Likewise, $\Delta \sigma$ can be converted into $\Delta$HV via the triple relationship.

Using the proposed model, the evolution of the dislocation density along the depth with respect to N is presented in Figure 5a. It can be seen that the dislocation density at the peak position can reach the order of magnitude of 10${}^{16}$ m${}^{-2}$. Accordingly, the hardness profiles of the tested specimens are predicted and compared against the experimental results, as shown in Figure 5b, with good agreement obtained. The slight discrepancies between modelling and experiment for the specimen tested for 4.97 × 10${}^7$ cycles may be due to the misalignment of the rod during RCF testing, resulting in a higher a value.

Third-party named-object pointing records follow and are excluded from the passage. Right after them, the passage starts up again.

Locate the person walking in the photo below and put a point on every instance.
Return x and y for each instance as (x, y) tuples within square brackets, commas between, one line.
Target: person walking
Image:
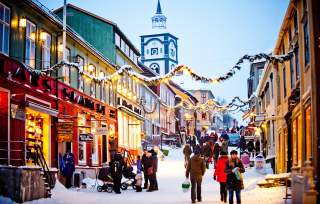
[(206, 152), (242, 144), (234, 168), (216, 152), (187, 153), (69, 167), (150, 171), (224, 145), (116, 168), (155, 168), (220, 176), (145, 168), (196, 169)]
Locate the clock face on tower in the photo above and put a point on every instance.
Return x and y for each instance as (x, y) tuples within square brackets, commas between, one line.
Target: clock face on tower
[(172, 53)]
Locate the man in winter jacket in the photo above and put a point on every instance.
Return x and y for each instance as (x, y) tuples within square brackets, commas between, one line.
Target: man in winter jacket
[(187, 152), (144, 167), (233, 168), (206, 152), (196, 169), (216, 152), (220, 176), (116, 167)]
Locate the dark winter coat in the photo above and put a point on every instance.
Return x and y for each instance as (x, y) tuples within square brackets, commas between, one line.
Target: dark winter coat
[(69, 164), (232, 182), (242, 143), (155, 162), (196, 167), (250, 146), (206, 150), (144, 159), (216, 150), (187, 151), (116, 166), (220, 167)]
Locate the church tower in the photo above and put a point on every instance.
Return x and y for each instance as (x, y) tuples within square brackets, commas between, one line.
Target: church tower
[(159, 51)]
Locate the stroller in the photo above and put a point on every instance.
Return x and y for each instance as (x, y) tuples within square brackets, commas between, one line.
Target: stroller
[(105, 176), (130, 178)]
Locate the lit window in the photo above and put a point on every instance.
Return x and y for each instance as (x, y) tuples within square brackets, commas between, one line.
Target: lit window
[(30, 51), (4, 28), (46, 47)]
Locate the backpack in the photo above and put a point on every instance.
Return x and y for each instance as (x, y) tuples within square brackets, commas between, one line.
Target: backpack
[(117, 166)]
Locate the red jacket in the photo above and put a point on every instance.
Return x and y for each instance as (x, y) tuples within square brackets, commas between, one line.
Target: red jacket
[(220, 167)]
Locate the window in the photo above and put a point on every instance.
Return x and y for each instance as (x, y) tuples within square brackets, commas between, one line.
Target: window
[(4, 29), (154, 51), (203, 97), (295, 22), (296, 59), (95, 149), (291, 74), (284, 82), (309, 140), (30, 52), (306, 43), (46, 47), (80, 62), (82, 145), (278, 90)]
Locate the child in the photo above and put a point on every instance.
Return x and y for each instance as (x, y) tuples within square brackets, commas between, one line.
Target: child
[(139, 175), (221, 176)]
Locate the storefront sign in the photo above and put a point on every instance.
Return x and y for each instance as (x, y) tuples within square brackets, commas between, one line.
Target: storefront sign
[(64, 132), (102, 131), (86, 137), (83, 101)]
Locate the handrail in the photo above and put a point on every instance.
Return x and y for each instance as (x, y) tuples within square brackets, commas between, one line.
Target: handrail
[(40, 160)]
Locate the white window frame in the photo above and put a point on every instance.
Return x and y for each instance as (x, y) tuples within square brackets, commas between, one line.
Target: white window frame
[(46, 54), (5, 25), (28, 60)]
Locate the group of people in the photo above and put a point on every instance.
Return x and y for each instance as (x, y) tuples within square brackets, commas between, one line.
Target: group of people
[(146, 165), (227, 170), (250, 146)]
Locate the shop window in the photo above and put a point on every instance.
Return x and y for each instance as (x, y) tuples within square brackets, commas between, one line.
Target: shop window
[(46, 47), (4, 29), (284, 76), (30, 50), (94, 156), (309, 140), (80, 61), (37, 133), (306, 43), (82, 145)]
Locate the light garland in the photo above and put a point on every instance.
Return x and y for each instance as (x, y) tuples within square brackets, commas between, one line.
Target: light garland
[(178, 69)]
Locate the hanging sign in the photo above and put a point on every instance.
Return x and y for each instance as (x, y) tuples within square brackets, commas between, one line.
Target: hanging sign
[(85, 137), (102, 131), (64, 132)]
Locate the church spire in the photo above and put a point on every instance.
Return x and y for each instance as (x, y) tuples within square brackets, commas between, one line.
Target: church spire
[(159, 11), (159, 20)]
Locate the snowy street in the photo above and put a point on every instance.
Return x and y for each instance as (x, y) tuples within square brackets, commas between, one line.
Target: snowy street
[(170, 176)]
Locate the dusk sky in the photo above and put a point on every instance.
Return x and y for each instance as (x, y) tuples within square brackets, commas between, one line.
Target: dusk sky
[(213, 34)]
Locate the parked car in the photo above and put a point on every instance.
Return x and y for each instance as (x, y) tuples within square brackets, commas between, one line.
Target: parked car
[(234, 139)]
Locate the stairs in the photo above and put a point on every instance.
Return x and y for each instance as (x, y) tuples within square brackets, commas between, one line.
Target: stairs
[(45, 171)]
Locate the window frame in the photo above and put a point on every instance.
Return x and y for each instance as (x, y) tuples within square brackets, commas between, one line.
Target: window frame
[(28, 60), (5, 24), (44, 47)]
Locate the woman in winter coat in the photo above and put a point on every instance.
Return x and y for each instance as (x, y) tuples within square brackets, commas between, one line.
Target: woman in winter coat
[(233, 169), (220, 176)]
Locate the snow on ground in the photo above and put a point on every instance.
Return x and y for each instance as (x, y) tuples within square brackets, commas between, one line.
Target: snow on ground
[(170, 175)]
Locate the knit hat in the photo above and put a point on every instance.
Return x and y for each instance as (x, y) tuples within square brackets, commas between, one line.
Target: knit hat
[(233, 152)]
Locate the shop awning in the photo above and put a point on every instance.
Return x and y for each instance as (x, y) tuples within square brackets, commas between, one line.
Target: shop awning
[(130, 112), (43, 109)]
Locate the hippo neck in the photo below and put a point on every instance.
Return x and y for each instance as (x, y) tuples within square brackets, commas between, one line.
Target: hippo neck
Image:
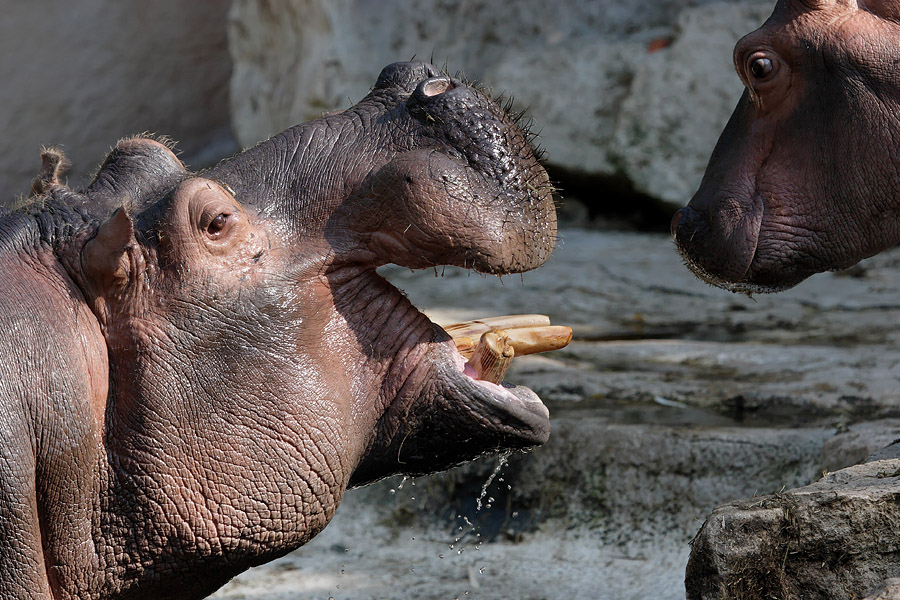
[(197, 494)]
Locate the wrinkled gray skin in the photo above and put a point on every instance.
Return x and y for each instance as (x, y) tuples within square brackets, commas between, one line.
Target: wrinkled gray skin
[(805, 176), (195, 367)]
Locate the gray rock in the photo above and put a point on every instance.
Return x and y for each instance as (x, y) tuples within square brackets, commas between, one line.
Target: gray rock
[(83, 74), (836, 539), (634, 89), (889, 590), (674, 398)]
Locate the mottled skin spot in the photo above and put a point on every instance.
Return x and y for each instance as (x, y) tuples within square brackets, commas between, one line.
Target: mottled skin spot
[(196, 366)]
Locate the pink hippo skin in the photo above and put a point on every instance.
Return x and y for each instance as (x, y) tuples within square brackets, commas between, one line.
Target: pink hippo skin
[(194, 367), (805, 176)]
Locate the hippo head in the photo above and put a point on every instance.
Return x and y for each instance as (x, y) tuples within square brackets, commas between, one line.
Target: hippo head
[(256, 357), (804, 177)]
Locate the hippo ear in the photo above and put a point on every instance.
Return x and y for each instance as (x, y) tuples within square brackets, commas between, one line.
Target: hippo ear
[(54, 164), (106, 258)]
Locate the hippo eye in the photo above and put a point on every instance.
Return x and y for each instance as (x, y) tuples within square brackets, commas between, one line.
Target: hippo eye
[(216, 226), (761, 67)]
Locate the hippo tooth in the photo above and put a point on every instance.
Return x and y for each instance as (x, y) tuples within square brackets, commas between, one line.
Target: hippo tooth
[(531, 340), (527, 334), (492, 356)]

The model is also applied to the experimental results obtained by Kang et al. [8], who revealed the effect of the maximum contact pressure ($p_0$) on the subsurface hardening after ball-on-rod tests. The material studied was also 100Cr6, which is identical to the material studied in this research but with a different heat treatment. This led to an initial hardness value of 7.85 GPa, with the resultant ${\rho }_Y$ being 1.68 × 10${}^{16}$ m${}^{-2}$. Moreover, the threshold orthogonal shear stress ${\tau }_{yz}^p$ for this material, according to Fu et al. [27], is 0.56 GPa. The other modelling parameters are the same as in this research. By inputting the number of cycles (10${}^8$ cycles) into the model, the evolution of the dislocation density at the peak position with respect to $p_0$ is calculated, as shown in Figure 5c, and the predicted $\Delta$HV in comparison with the experimental results is presented in Figure 5d, obtaining good agreement.

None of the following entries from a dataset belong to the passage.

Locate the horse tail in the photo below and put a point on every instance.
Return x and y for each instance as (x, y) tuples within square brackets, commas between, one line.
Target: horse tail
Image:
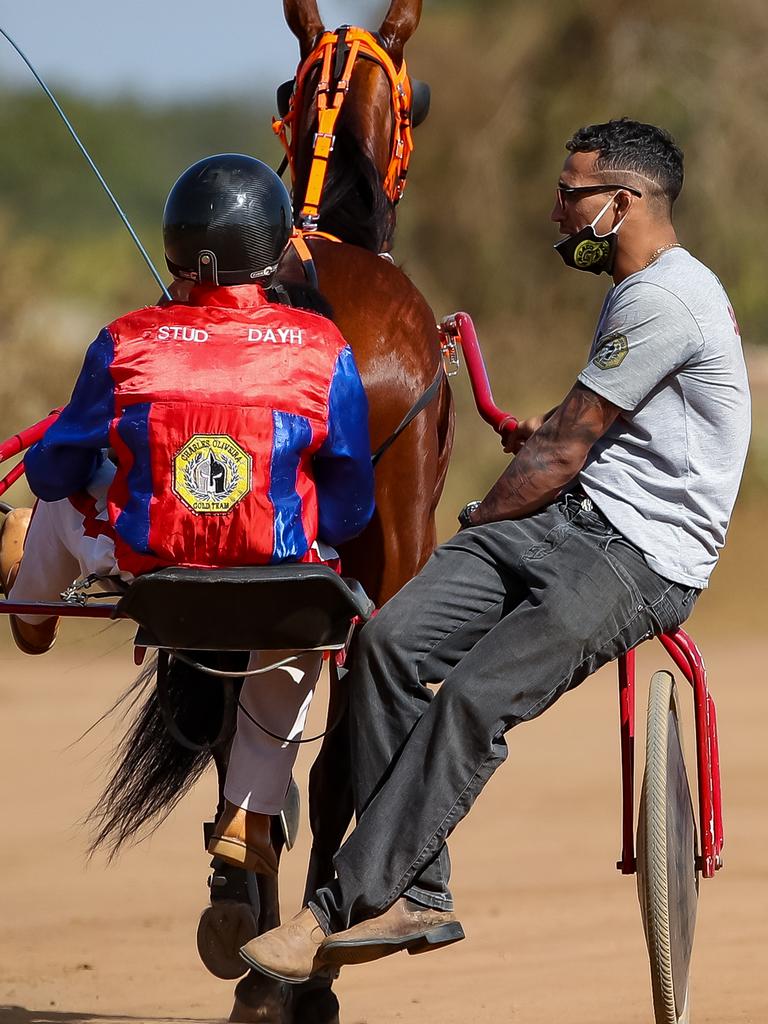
[(151, 771)]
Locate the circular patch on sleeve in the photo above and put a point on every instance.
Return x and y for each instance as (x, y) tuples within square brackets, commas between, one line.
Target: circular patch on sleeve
[(611, 351)]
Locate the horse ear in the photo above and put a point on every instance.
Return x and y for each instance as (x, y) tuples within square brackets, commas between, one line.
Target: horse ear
[(304, 22), (398, 26)]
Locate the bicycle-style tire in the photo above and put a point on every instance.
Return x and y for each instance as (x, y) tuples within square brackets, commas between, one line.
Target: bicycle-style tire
[(667, 871)]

This research proposes a novel dislocation-based analytical model for predicting subsurface hardening in RCF tested bearing steels. The modelling results presented in Figure 5b,d indicate that the model is capable of predicting subsurface hardness profiles with any given stress state and number of cycles. The model can also be applied to various bearing steels by determining the key parameters $k_1$ and f in Equation (5) and the plastic response under cyclic loading as in Equation (7). Compared with other work hardening models based on FE methods [16,17,18,19,20], the proposed analytical model is simpler and easier to use. More importantly, the model provides insight into the microstructure with the physical process described.

Moreover, the model suggests the existence of the saturation of work hardening that has been widely reported in RCF tested bearing steels [8,13]. According to Equation (5), the dislocation density evolution rate gradually decreases with increasing dislocation density. A plateau is reached when $\frac{\mathrm{d}\rho }{\mathrm{d}\gamma }=0$. Hence, the saturation dislocation density can be estimated to be ${\left(\frac{k_1}{bf}\right)}^2$, which is equal to 2.4 × 10${}^{16}$ m${}^{-2}$ for 100Cr6 with the given coefficient values.

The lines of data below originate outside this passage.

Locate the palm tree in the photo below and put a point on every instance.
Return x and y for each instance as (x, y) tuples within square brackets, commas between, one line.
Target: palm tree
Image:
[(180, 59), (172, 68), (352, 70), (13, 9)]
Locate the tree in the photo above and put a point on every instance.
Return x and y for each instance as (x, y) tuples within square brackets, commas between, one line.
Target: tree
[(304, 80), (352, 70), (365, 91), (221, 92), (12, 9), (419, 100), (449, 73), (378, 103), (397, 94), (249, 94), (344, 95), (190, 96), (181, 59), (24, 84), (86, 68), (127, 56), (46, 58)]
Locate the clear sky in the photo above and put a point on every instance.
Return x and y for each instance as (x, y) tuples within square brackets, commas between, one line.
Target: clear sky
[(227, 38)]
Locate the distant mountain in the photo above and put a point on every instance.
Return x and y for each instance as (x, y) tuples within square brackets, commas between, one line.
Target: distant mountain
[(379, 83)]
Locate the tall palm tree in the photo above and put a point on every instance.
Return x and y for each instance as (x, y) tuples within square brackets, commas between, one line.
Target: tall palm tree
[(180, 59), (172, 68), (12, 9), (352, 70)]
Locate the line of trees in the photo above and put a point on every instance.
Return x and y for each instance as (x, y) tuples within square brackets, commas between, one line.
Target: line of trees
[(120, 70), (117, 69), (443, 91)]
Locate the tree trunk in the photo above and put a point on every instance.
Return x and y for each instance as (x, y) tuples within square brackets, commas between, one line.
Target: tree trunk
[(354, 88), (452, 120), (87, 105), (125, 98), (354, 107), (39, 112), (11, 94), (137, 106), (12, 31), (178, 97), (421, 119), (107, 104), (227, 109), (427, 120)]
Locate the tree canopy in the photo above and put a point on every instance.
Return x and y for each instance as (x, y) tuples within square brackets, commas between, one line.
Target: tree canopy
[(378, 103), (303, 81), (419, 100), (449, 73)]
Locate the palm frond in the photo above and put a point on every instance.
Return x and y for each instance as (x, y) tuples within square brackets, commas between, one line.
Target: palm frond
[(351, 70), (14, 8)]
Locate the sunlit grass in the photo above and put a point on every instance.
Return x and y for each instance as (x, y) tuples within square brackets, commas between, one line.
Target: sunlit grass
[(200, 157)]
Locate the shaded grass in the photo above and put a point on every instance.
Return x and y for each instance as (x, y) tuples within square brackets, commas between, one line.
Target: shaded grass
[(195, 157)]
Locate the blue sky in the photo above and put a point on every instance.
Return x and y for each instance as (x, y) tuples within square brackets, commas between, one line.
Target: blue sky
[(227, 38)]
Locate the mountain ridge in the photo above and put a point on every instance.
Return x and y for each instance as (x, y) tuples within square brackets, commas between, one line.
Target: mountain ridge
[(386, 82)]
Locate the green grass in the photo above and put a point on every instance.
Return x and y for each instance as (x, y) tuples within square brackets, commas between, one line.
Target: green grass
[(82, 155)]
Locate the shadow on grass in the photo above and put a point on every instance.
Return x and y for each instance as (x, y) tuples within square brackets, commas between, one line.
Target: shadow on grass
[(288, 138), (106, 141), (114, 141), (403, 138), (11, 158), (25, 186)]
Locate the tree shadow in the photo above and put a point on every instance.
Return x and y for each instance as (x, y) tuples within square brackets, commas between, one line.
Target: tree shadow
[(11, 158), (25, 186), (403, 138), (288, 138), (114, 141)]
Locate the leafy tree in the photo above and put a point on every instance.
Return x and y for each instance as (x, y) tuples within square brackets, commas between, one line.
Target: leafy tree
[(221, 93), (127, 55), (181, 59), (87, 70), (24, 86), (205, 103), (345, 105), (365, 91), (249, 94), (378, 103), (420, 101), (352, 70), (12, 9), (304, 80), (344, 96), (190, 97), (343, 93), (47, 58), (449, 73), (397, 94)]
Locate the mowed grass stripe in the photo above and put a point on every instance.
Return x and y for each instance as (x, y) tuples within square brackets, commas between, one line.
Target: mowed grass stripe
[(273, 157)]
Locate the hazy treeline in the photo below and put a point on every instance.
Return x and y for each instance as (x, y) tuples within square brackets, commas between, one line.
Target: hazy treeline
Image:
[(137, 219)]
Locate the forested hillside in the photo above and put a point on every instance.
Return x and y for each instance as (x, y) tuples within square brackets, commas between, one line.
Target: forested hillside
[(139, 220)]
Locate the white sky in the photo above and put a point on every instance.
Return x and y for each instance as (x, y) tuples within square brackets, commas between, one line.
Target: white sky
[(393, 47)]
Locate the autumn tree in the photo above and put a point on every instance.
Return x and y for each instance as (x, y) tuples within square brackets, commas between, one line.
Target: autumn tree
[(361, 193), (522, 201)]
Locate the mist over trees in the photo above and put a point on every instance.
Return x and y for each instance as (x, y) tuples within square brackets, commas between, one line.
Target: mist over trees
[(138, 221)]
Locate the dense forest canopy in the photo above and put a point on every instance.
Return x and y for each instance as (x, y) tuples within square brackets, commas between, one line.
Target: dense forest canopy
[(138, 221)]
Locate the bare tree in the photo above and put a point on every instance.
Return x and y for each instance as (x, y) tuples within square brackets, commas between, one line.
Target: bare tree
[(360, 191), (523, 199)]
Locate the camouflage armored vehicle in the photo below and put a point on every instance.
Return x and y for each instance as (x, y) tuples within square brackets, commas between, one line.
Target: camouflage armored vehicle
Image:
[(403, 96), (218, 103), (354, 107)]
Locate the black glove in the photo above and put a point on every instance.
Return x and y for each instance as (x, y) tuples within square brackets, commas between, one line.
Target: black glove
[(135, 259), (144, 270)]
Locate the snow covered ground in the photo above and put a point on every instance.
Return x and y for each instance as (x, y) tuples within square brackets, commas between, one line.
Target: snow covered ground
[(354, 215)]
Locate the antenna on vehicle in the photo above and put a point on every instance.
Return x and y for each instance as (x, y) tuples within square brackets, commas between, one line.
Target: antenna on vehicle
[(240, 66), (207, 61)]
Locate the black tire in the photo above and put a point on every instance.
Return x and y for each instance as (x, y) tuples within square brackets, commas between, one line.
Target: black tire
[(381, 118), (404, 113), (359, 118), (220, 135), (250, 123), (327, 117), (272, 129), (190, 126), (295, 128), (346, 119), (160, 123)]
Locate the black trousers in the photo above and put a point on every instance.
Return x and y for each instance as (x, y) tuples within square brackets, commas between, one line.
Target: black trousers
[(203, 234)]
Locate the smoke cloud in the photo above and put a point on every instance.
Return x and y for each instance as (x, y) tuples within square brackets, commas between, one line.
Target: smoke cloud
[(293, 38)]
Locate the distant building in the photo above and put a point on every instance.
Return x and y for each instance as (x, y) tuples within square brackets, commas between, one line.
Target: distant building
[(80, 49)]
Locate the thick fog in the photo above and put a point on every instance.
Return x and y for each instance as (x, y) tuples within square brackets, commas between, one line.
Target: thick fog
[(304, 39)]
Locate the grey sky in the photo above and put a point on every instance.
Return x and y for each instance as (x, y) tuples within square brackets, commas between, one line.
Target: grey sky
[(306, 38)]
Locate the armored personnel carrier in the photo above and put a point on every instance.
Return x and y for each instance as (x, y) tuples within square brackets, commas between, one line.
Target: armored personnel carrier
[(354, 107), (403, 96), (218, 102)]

The proposed model can be further combined with other RCF models regarding crack formation and microstructural alterations to improve their prediction accuracy. It can be expected that the hardness of the matrix significantly affects the crack propagation rate [28]. Moreover, various types of microstructural alterations occurring during RCF such as white etching areas (WEAs), dark etching regions (DERs) and white etching bands (WEBs) are associated with a dislocation rearrangement [29], and the description of dislocation density evolution as presented in this research can facilitate understanding these microstructural features. Moreover, this research presents a methodology for studying the work hardening behaviour of different types of bearing steels undergoing RCF, from experiment to modelling.

4. Conclusions

Rolling contact loading-induced work hardening in GCr15 bearing steel is investigated in this research. Different subsurface hardness profiles are reproduced in rod specimens by RCF tests. Orthogonal shear stress is found to be responsible for work hardening under Hertzian contact. The extent of hardness increase is positively associated with the stress level and number of cycles. A dislocation-based work hardening model is established with material parameters and testing conditions incorporated. The model is capable of predicting the hardness change under RCF with any given rolling contact stress state and number of cycles. The model is validated by experiments from both this research and the literature.